Looking back at what Costard actually wrote, would you say that’s a fair description of the practice science in your experience? If someone insisted that your own work was “political at every level” and “only useful as a lever for public opinion,” would you accept that as an accurate characterization? What about the claim that that “was always the purpose for which they were intended.” That would seem to indicate that any pretense of an attempt to discover anything was a sham from the beginning. Is that a fair assessment of your work?
Let’s stop pretending that we don’t know what Costard is about. There are some scientific results out there that seem to support policies that he doesn’t like. In response, he’s constructed a narrative whereby he can dismiss them because scientists are all in bed with his political opponents, and besides their stuff is all wrong anyhow (just look at the bad cancer results!). It’s drivel, and it should be called out as such.
There’s a conversation to be had about improving the incentives in science, but it doesn’t start with making a blanket accusation that the entire scientific enterprise is based on mendacity. Pretending that someone who tries to take the conversation in that direction has anything constructive to add is a fool’s game, and we should stop playing it.
NormD
Apr 2 2012 at 7:45pm
WSJ had a good article on this last December.
http://online.wsj.com/article/SB10001424052970203764804577059841672541590.html
Mike Rulle
Apr 2 2012 at 8:36pm
It should be illegal not to reveal what are euphemistically referred to as “file drawer” experiments. When Russ sat down with one researcher, he discovered that they had run the experiment 6 times before they got one that had a sufficiently low p-value. This is straight out fraud.
We some how have come to view failed experiments as “bad”, so we hide them. It is hard not to assign bad motives. I believe it was Edison who praised failed experiments as a great path toward successful ones.
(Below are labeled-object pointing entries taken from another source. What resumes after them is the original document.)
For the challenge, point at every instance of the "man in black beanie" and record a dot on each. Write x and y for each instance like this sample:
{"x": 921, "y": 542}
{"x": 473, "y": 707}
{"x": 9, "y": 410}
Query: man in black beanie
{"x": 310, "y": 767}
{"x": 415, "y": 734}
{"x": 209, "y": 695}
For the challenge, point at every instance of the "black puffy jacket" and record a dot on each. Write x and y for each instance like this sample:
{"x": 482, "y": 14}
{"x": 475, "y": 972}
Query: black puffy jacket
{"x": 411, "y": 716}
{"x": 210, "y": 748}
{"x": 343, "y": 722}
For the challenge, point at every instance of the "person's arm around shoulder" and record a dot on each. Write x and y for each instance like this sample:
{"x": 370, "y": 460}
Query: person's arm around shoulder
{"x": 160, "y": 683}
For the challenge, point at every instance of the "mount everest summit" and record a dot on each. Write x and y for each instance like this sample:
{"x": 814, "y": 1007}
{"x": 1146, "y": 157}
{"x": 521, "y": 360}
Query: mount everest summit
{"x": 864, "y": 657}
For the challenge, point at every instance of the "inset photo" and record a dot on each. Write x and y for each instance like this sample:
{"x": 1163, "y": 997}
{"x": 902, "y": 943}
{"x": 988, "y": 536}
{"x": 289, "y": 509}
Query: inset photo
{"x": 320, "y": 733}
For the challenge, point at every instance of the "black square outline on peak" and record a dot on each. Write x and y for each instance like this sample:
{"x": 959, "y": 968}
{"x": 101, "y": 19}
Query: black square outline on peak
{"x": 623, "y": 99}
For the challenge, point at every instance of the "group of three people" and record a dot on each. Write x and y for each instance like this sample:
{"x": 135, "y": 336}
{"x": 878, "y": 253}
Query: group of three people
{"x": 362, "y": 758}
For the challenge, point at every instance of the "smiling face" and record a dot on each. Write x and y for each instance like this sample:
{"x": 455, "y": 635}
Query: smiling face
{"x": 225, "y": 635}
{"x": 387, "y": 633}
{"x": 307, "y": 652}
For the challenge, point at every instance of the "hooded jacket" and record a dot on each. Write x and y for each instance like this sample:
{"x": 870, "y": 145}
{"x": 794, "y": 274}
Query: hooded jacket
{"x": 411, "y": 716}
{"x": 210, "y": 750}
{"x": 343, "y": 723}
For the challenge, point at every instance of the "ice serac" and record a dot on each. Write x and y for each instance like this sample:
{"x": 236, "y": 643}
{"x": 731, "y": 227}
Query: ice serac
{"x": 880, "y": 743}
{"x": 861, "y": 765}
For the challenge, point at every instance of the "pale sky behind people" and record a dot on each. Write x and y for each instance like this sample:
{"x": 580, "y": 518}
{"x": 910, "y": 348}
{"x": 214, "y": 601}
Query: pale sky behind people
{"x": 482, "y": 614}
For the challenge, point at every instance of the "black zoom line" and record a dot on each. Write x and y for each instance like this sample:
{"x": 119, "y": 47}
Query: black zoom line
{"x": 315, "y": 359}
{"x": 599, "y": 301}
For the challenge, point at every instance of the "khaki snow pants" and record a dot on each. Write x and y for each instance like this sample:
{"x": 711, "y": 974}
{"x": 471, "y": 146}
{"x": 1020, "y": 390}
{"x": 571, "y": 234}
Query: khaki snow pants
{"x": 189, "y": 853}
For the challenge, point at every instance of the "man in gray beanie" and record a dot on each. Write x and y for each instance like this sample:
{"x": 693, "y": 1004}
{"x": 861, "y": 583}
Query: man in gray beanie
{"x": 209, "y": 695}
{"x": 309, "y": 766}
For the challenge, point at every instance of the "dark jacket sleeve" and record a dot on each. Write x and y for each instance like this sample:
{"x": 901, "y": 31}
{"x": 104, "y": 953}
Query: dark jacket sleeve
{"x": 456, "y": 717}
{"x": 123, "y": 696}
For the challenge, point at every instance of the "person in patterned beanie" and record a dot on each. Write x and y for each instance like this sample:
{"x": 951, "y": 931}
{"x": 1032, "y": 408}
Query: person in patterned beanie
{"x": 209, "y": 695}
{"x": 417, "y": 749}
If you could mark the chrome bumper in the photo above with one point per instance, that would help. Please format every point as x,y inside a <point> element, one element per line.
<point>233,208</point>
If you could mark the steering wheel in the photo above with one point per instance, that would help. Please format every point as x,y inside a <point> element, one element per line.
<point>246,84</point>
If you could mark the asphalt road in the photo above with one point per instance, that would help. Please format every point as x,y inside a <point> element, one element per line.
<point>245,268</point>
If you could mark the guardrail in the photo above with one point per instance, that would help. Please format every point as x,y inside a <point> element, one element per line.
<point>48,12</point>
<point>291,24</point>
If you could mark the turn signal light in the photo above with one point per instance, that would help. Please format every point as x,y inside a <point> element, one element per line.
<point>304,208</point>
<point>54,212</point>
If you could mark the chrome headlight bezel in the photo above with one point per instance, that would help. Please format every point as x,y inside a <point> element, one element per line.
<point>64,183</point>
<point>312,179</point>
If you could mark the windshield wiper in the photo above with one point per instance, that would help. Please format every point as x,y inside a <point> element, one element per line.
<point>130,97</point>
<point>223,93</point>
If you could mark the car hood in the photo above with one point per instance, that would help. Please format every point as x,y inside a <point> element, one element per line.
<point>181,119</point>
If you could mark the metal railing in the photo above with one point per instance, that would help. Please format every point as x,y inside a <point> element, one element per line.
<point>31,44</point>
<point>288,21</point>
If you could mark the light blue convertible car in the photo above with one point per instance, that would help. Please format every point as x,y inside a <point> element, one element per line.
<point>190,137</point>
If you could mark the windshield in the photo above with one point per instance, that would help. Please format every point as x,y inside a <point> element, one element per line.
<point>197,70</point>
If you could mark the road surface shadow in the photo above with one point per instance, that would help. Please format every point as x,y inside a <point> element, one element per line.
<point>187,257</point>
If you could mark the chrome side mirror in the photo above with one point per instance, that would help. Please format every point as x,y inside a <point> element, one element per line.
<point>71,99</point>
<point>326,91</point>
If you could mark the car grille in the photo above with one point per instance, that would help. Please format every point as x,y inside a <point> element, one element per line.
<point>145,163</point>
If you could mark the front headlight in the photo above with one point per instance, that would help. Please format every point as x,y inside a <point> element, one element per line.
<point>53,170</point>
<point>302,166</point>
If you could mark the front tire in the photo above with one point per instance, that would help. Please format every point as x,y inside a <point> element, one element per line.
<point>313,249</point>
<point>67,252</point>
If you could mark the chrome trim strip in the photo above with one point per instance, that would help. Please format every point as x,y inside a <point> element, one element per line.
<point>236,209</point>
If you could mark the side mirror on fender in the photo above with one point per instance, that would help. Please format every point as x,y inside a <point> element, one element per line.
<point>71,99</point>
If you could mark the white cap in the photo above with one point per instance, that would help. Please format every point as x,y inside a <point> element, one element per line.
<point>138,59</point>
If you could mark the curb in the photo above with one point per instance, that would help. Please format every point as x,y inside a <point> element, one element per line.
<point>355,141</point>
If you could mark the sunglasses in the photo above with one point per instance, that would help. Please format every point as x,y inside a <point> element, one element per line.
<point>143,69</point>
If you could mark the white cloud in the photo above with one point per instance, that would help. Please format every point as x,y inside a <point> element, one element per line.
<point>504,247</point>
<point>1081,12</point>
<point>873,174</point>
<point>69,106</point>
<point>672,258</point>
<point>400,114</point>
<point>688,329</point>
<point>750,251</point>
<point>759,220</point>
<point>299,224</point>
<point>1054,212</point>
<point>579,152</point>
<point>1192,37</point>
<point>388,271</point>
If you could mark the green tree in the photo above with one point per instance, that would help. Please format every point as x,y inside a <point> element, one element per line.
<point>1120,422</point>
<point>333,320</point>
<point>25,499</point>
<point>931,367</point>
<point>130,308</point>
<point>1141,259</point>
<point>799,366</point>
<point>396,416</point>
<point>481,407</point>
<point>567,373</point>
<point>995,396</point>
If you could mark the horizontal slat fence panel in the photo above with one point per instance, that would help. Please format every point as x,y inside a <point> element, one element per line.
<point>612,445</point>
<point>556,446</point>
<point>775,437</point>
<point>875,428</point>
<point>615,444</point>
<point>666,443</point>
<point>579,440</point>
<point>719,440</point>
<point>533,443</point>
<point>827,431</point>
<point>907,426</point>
Even finding that 6 out of 53 of the experiments could be replicated is possibly itself a function of randomness. This is one reason I have never felt fully comfortable with drug company patent laws, although that is an entirely larger issue admittedly. So much incentive to waste money. Academics have their own economic “incentives” to deceive.
As far as meta-studies are concerned in economics—-well—good luck on that one!